I'm disappointed in a manner, but not that I won't see these places. Rather it's that these places are not what they could be. Much has been written about the environmental and historical damage wrought by the boom here, but it's hard to capture the qualitative sense of it. Both Susan and I adore travel in Asia and the developing world.

The challenges of transportaion, food, lodging and language are all part of the adventure, as much a part of why we travel as the sights you eventually take in. But when the very air you breath causes discomfort, and there is no way to carve out a little home, however modest, where you can retreat then it ceases to be an adventure and instead simply becomes a chore. Certainly, for another person or another trip could be magnificient – travelling through the countryside, seeing the country beyond the choking cities crowded by economic and environmental refugees. But this would require far more time than we can give, with weeks or months to spare to manage missed connections. It would require small packs specializing for China and not the tonnage of an 8-month 'round-the-worlder. It would call for more Mandarin language skills than we've picked up thus far, and most of all, it would require recovery time afterwards to reflect and rest. China cannot be crammed into two months between other tentpole destinations.

Our second day in Hong Kong we went over to Lantau, another island of the former colony and special autonomous zone.

The destination was a very large Buddha that sits atop a mountain, but the journey entailed a very scenic cable car ride.

It's a festival week here, celebrating Buddha's birthday in the lunar calendar, and we took in a show of Shaolin monks doing kung fu and Chinese acrobats at the monestary. There was also a “face changer” which I can't begin to explain. At first I was nonplussed as the masked performer danced about, first in one mask and then another. But suddenly I saw... well they change their “face” instantly, with no perceptible movement even from 3 feet away. It's very cool. It was also very hot. Susan channeled her father; “I'm shvitzing!” I was also burning, dummy, and had a nice scarlet forehead afterwards. D'oh! Thirty years old and no smarter, *sigh*.


For the return trip we took a bus and a ferry, the ferry nice but predictable. The bus ride however, wound through the rural side of Lantau. It's poor, and I was as surprised as the first time I saw the impoverished areas of Hawai'i. It's subtropical and lush, but too steep for large scale cultivation. A few shanties had some small rice plots, but most we're clearly squatters carving out what they could from some undesireable land and salvaged or improvised building materials. It was a side of Hong Kong I never imagined existed, but whatever the net wealth, like everywhere else there is disparity here.

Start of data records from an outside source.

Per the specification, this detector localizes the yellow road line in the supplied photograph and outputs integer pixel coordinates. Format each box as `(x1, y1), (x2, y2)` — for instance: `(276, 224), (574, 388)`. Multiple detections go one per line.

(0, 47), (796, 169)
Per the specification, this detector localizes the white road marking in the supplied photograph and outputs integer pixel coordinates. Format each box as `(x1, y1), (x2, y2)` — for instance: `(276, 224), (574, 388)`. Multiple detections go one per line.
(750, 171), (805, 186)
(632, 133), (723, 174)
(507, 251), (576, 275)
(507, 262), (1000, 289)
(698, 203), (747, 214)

At this point, after more than four weeks of no TV, no movies, and really no Internet except emails and posting this blog, I was in media withdrawal. We decided to go to a movie while we could get an English language option and In a moment of weakness Susan agreed to see “Iron Man”. It was big, loud, dumb and AWESOME. Susan hated it.

Somewhere along the way here I had read an IHT at a coffee shop, including some news about an environmental protest in Chengdu. Reportedly peaceful, it would be a non-event anywhere else. Here it is a sign of both the rising tembre of cries for environmental protection and how the spread of cell phones, text messages and Internet access is empowering dissent and activism at the grass roots. This genie will not be going back into the bottle. I remember when the term “flash mob” was a neologism, now it's a political force.

 

Comments

1

CHENGDO is where the 7.9 earthquake hit. Lucky you changed your plans!!!!! SUSAN IRONMAN GOT 4 STARS!!!

EMILY

  emily May 16, 2008 12:20 AM

2

HI EMILY HOUSE!

And Susan and Lars....you guys look so cute. That is a huge Buddha!